Шумную. Потому что шумной весной маленькие города больше всего похожи на мегаполисы. В другое время года здесь тишина.
Полицейских машин на театральной площади уже не было. Мэрского "Мерседеса" тоже. Только жёлтый "запорожец" одиноко стоял на серой площади.
Рублёв сразу почувствовал, что что-то не так. Однако пытался переспорить предчувствие. В запорожце не было Андрея. Ну, подумаешь, нет, ну что такого? Пошёл прогуляться или воды купить! Но что-то подсказывало изнутри – не так все просто.
Когда подошли к машине, опасения подтвердились – Андрей ушел не по доброй воле. Заднее стекло потрескалось, боковые выбиты, на дверях вмятины, сидения вывернуты.
Рублёву и Ведову все стало понятно. Понятно и досадно. Настолько досадно, что даже на эмоции сил не хватило. Так и повалились на сломанные седушки, те скрипнули, словно извинились, что не спасли Андрюху. И от этого скрипа стало совсем тошно.
Дождь усиливался. Колотил по жёлтой железной крыше. Стекал ржавыми разводами на переднее стекло.
XXII
В тот же вечер все местные новости перечитали пресс-релизы местного УВД. Которые гласили, что в ходе тщательно спланированной операции задержан один из лидеров RASSOLNIK’ов.

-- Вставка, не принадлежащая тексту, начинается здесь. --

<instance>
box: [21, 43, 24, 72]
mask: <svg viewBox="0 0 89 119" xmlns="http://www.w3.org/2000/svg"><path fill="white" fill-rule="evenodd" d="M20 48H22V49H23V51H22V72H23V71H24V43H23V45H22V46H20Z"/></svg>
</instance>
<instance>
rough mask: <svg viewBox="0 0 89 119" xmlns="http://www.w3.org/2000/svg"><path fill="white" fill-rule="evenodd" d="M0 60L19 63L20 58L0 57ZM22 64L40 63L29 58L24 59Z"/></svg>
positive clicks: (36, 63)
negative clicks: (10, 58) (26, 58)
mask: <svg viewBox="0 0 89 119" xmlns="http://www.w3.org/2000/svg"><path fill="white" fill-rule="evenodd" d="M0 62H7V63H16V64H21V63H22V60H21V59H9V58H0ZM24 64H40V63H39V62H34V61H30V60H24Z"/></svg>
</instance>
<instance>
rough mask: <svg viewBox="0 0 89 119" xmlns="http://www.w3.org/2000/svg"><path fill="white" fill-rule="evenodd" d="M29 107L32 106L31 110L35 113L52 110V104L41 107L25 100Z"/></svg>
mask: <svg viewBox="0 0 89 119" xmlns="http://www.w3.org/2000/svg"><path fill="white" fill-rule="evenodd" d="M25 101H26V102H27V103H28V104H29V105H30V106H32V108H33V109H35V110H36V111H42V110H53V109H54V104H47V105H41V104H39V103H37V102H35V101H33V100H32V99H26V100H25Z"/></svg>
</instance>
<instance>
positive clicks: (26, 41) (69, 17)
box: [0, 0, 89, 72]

И далее шли детали, особенно смакуемые дикторами: "При задержании RASSOLNIK оказал сопротивление, пришлось вызывать ОМОН. Сейчас, как сообщают в полиции, мужчина уже даёт признательные показания. В частности подчёркивается, что задержанный рассказывает о намерениях его преступной террористической (террористической выделялось паузами с обеих сторон, так как для дикторов провинциального телевидения и радио это было слишком сложное слово) группировки захватить власть любым, но – далее цитата – желательно мирным способом. Также задержанный заявил, что на ближайшие выборы мэра группировка выдвинула своего человека. Это известный журналист – Александр Рублёв".
Сами RASSOLNIKI весь вечер провели у здания РОВД, куда отвезли Рябова. Собралась вся основа. Кроме отца Иоанна. Он не мог отменить вечерней службы.
К Рябову никого не пускали. Только адвоката. Защитник был свой человек, проверенный – еврей. Ему и поручили записать видеообращение задержанного к общественности. Рябов должен был сказать, что его похитили и что ему угрожают убийством, если его друг Рублёв не снимет свою кандидатуру с выборов в ближайшие дни. Но он, Рябов, будучи патриотом своего города, призывает Рублева продолжать предвыборную кампанию, потому что коррумпированному мэру срочно нужна замена, иначе город погибнет. И что весь этот шантаж – это грязные и низкие игры, на которые решаются только люди, признавшие свое поражение.
Ближе к полуночи, то есть сразу после городских новостей, это обращение появилось в эфире областных и федеральных СМИ. Журналистская солидарность великая сила – Рублев и Ведов подключили всех своих знакомых, которым, естественно, все было преподнесено в лучших традициях журналистики – похищение властями человека из штаба главного оппонента мэра на предстоящих выборах, давление на честного кандидата, беспредел, ужас, преступный сговор власти и полиции! В общем, пройти мимо таких зацепок коллеги не смогли. Плюс ещё эксклюзивное видео замученного узника, который клянётся, что его шантажируют представители власти. Ну как не выдать это в эфир!?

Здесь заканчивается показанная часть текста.